## Practice : Detector followed by Tracker

1. Input images from wiiplay.mp4 for level 52 (frame number:19400~20000).
2. Use <i>cv2.HOGDescriptor()</i> to <b>detect</b> pedestrian on the first frame. (frame number=19400)
3. Try to <b>track</b> the detected pedestrian on subsequent frames. (marked as <b>red</b> rectangle)
4. Insted of detection followed by tracking, try to detect pedestrian on each frames without tracking. (marked as <b>green</b> rectangle)
5. Observe the results and compare the difference between these two approaches. 
6. Show your output images.
7. Upload your Jupyter code file (*.ipynb)

In [1]:
import cv2
import numpy as np

### Video Capture and Pedestrian Detection in OpenCV

The process below outlines the steps for capturing video frames and applying pedestrian detection using OpenCV's Histogram of Oriented Gradients (HOG) descriptor and Support Vector Machine (SVM) classifier.

#### Reading the Video

Open the video file `WiiPlay.mp4` for processing.

$$
\text{cap} = \text{cv2.VideoCapture}('WiiPlay.mp4')
$$

#### Defining Start and End Frames

Specify the range of frames between which the processing will be performed.

$$
\text{start\_frame} = 19400 \newline
\text{end\_frame} = 20000
$$

#### Setting the Start Frame
Set the video's starting point to the frame number 'start_frame'

$$
\text{cap.set(cv2.CAP\_PROP\_POS\_FRAMES, start\_frame)}
$$

#### Initializing the HOG Descriptor
The Histogram of Oriented Gradients (HOG) is used to detect objects. The Support Vector Machine (SVM) classifier is set with the default people detector.

$$
\text{hog} = \text{cv2.HOGDescriptor}() \newline
\text{hog.setSVMDetector(cv2.HOGDescriptor\_getDefaultPeopleDetector())}
$$

#### Processing Each Frame:

The loop processes each frame one by one until the end frame is reached.
$$
\text{while True:}
$$

#### Reading the Current Frame:

$$
\text{ret}, \text{img} = \text{cap.read()}
$$

### Detecting Pedestrians

#### Applying HOG Descriptor:
The detectMultiScale method detects objects (pedestrians) in the current frame. It returns rectangles (rects) around detected objects and their corresponding weights.

$$
(\text{rects}, \text{weights}) = \text{hog.detectMultiScale}(\text{img}, \text{winStride}=(4, 4), \text{padding}=(8, 8), \text{scale}=1.05)
$$

#### Mathematical Explanation of HOG + SVM:
HOG extracts features from the image by computing the gradient orientations in localized parts of the image, while the SVM classifier is used to detect pedestrians based on those features

$$
\text{HOG}(I) = \sum_{x, y} \text{Gradient}(I_{x,y}) \newline

\text{SVM}(HOG(I)) = 
\begin{cases}
1 & \text{if pedestrian} \\
0 & \text{otherwise}
\end{cases}
$$

In [4]:
# Open the video file
cap = cv2.VideoCapture('WiiPlay.mp4')

# Define the start and end frame numbers
start_frame = 19400
end_frame = 20000

# Set the current frame to the start frame
current_frame_number = start_frame
cap.set(cv2.CAP_PROP_POS_FRAMES, start_frame)

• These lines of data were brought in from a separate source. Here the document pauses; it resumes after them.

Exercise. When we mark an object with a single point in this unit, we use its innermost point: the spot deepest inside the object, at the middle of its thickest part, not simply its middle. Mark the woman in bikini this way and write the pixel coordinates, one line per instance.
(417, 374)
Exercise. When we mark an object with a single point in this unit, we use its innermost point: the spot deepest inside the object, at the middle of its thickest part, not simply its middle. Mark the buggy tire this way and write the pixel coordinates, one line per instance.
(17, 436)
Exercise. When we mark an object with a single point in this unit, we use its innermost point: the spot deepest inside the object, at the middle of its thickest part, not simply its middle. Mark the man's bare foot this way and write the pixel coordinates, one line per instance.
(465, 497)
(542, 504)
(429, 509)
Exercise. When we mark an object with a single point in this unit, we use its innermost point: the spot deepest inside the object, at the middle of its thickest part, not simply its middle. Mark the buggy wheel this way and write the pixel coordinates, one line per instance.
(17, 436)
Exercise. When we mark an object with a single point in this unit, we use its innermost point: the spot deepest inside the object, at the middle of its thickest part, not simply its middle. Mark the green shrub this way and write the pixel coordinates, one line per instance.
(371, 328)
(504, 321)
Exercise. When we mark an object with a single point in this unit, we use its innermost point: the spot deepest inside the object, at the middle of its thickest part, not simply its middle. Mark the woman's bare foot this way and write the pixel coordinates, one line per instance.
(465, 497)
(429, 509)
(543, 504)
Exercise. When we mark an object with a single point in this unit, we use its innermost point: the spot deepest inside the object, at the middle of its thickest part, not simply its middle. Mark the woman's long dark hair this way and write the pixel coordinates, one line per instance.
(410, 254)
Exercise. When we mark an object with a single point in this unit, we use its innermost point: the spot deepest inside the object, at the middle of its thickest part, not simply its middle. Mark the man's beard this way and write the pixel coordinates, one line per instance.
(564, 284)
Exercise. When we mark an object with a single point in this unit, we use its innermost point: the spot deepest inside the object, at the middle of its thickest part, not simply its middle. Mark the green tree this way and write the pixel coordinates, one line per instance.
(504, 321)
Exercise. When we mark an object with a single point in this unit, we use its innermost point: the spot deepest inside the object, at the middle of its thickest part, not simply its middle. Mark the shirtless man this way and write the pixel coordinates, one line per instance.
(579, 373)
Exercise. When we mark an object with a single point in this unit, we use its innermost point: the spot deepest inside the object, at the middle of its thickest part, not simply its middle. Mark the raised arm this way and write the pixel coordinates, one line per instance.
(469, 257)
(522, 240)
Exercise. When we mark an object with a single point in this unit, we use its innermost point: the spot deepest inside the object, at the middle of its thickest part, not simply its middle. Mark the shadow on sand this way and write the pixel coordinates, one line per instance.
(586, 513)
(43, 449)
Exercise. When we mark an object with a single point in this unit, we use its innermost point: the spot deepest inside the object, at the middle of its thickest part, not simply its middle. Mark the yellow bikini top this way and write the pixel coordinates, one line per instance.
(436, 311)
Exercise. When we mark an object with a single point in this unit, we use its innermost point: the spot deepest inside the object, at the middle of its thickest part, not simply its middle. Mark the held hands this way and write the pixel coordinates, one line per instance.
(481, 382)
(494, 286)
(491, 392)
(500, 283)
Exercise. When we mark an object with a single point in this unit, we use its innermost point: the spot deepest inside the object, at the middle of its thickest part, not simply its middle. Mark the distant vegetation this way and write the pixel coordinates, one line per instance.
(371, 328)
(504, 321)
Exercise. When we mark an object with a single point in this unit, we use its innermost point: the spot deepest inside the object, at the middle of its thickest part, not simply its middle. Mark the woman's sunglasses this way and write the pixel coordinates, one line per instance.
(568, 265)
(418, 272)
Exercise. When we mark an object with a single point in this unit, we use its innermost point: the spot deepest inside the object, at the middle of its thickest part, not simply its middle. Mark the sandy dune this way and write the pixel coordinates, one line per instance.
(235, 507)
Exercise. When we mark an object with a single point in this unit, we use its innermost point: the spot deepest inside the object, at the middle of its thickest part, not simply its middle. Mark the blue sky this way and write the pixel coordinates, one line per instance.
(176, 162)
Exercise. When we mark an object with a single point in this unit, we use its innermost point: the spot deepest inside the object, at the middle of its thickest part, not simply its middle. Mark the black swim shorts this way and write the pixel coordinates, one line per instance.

# Initialize the HOG descriptor/person detector
hog = cv2.HOGDescriptor()
hog.setSVMDetector(cv2.HOGDescriptor_getDefaultPeopleDetector())

while True:
    # Read the next frame from the video
    ret, img = cap.read()

    # Break the loop if no frame is returned or the end frame is reached
    if not ret or current_frame_number > end_frame:
        break

    # Detect pedestrians in the current frame
    (rects, weights) = hog.detectMultiScale(img, winStride=(4, 4), padding=(8, 8), scale=1.05)

    # Draw rectangles around detected pedestrians
    for (x, y, w, h) in rects:
        cv2.rectangle(img, (x, y), (x + w, y + h), (0, 255, 0), 2)

    # Prepare text showing the current frame number
    text = f'Current_Frame: {current_frame_number}'

    # Get the size of the text for positioning
    text_size = cv2.getTextSize(text, cv2.FONT_HERSHEY_SIMPLEX, 1, 2)[0]

    # Calculate text position: 10 pixels from the right edge, 30 pixels from the top edge
    text_x = img.shape[1] - text_size[0] - 10
    text_y = 30

    # Draw the text on the frame
    cv2.putText(img, text, (text_x, text_y), cv2.FONT_HERSHEY_SIMPLEX, 1, (0, 0, 255), 2)

    # Display the frame
    cv2.imshow('Frame', img)

    # Increment the frame counter
    current_frame_number += 1

    # Break the loop if 'q' is pressed
    if cv2.waitKey(1) & 0xFF == ord('q'):
        break

# Release the video capture object and close all OpenCV windows
cap.release()
cv2.destroyAllWindows()